Selain pegiat bahasa dan sastra Melayu datang ke Medan, juga _Perdana Menteri Federasi Malaya Abdoel Rachman berkunjung ke Indonesia termasuk membicarakan kerjasama Federasi Malaysia dengan Pemerintah Republik Indonesia untuk bekerja sama dalam pengembangan Bahasa Indonesia dan Bahasa Melayu (lihat Algemeen Handelsblad, 14-11-1955). Salah satu tindak lanjutnya adalah pembentukan "Jawatan Kuasa Menyamakan Bahasa Melayu dan Bahasa Indonesia" yang diketuai Abdul Aziz yang mana subbagian panitia sibuk mencari cara untuk "menyamakan atau mendekatkan Melayu Semenanjung dan Indonesia" (Malaya (lihat Java-bode: nieuws, handels- en advertentieblad voor Nederlandsch-Indie, 30-01-1956). Besar dugaan Che’ Za’ba dari University Malaya terlibat di dalam komite tersebut sebagai satu-satunya orang Melayu yang ahli dalam urusan bahasa Melayu. Lalu kemudian Abdul Aziz dan Zainal Abidin telah berada di Jogjakarta untuk mencari guru dan dosen Bahasa Indonesia untuk ditempatkan di Malaya dan Universitas Malaya (lihat De nieuwsgier, 28-06-1956). Kehadiran mereka di Jogjakarta saat sedang dan turut menghadiri seminar sains dan budaya di Universitas Gadjah Mada di Jogjakarta. Zainal Abidin adalah nama kecil dari Che’ Za’ba. Lalu kemudian mahasiswa Malaysia ke Indonesia yang mana rombongan 35 mahasiswa asal Malaya. Para mahasiswa yang tergabung dalam “Persatuan Bahasa Malayu University Malaya” ini akan mempelajari bahasa, budaya dan seni Indonesia di negeri ini. Selain itu, mereka juga akan mengenal sistem pendidikan dasar, menengah dan tinggi, administrasi negara, kondisi ekonomi dan sosial umum dan struktur desa. Para mahasiswa yang akan berkunjung ke Djakarta, Bogor, Bandoeug, Jogjakarta, Soerabaya, Bali dan Medan selama tiga minggu ini telah diundang oleh Kemendikbud dan akan didampingi dalam perjalanannya oleh anggota Senat Universitas Indonesia’. (Indische courant voor Nederland, 23-05-1957).

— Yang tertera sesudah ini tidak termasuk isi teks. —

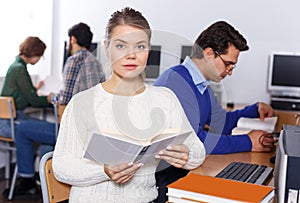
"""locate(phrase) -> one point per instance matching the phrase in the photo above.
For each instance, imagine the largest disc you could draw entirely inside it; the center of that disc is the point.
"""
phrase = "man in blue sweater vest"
(214, 56)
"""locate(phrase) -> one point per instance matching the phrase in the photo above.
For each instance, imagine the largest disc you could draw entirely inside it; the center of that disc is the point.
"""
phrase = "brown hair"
(219, 36)
(127, 16)
(32, 46)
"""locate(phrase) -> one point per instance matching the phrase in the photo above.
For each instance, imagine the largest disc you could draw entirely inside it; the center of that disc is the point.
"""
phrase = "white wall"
(270, 25)
(20, 19)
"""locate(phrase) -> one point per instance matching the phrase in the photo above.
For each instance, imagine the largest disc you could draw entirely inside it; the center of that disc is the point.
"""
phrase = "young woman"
(126, 105)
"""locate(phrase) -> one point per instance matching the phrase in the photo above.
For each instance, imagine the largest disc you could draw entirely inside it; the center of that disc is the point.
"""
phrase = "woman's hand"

Upaya pengembangan bahasa Melayu dan upaya menyamakan bahasa Melayu dengan Bahasa Indonesia adalah suatu rintisan yang baik.Oraang Melayu di Malaysia menyadari bahwa pengembangan Bahasa Indonesia di Indonesia telah berjalan dengan baik, karena itu datang ke Indonesia untuk mempelajarinya. Dalam hal ini bahasa Melayu di Federasi Malaya dan Bahasa Indonesia di Indonesia adalah dua hal yang berbeda dan telah dibedakan. Lalu apa yang terjadi kemudian, oleh karena karakteristik masing-masing negara dengan pengalaman sejarah yang berbeda-beda upaya menyamakan bahasa Melayu dengan Bahasa Indonesia berjalan sendiri-sendiri seperti hasilnya dapat dirasakan sekarang ini.

Banyak kosa kata yang dikembangkang sebagai bahasa Melayu di Malaysia terkesan janggal dan kurang dipahami artinya di Indonesia. Demikian sebaliknya banyak kosa kata Indonesia dikembangkan, terutama dari bahasa-bahasa daerah di Indonesia kurang dimengerti di Malaysia. Sebenarnya, tidak ada lagi alasan, secara lingustik, bahwa Bahasa Indonesia masih dapat dikatakan sebagai bahas Melayu sebagaimana yang dipahami hingga ini hari di Malaysia.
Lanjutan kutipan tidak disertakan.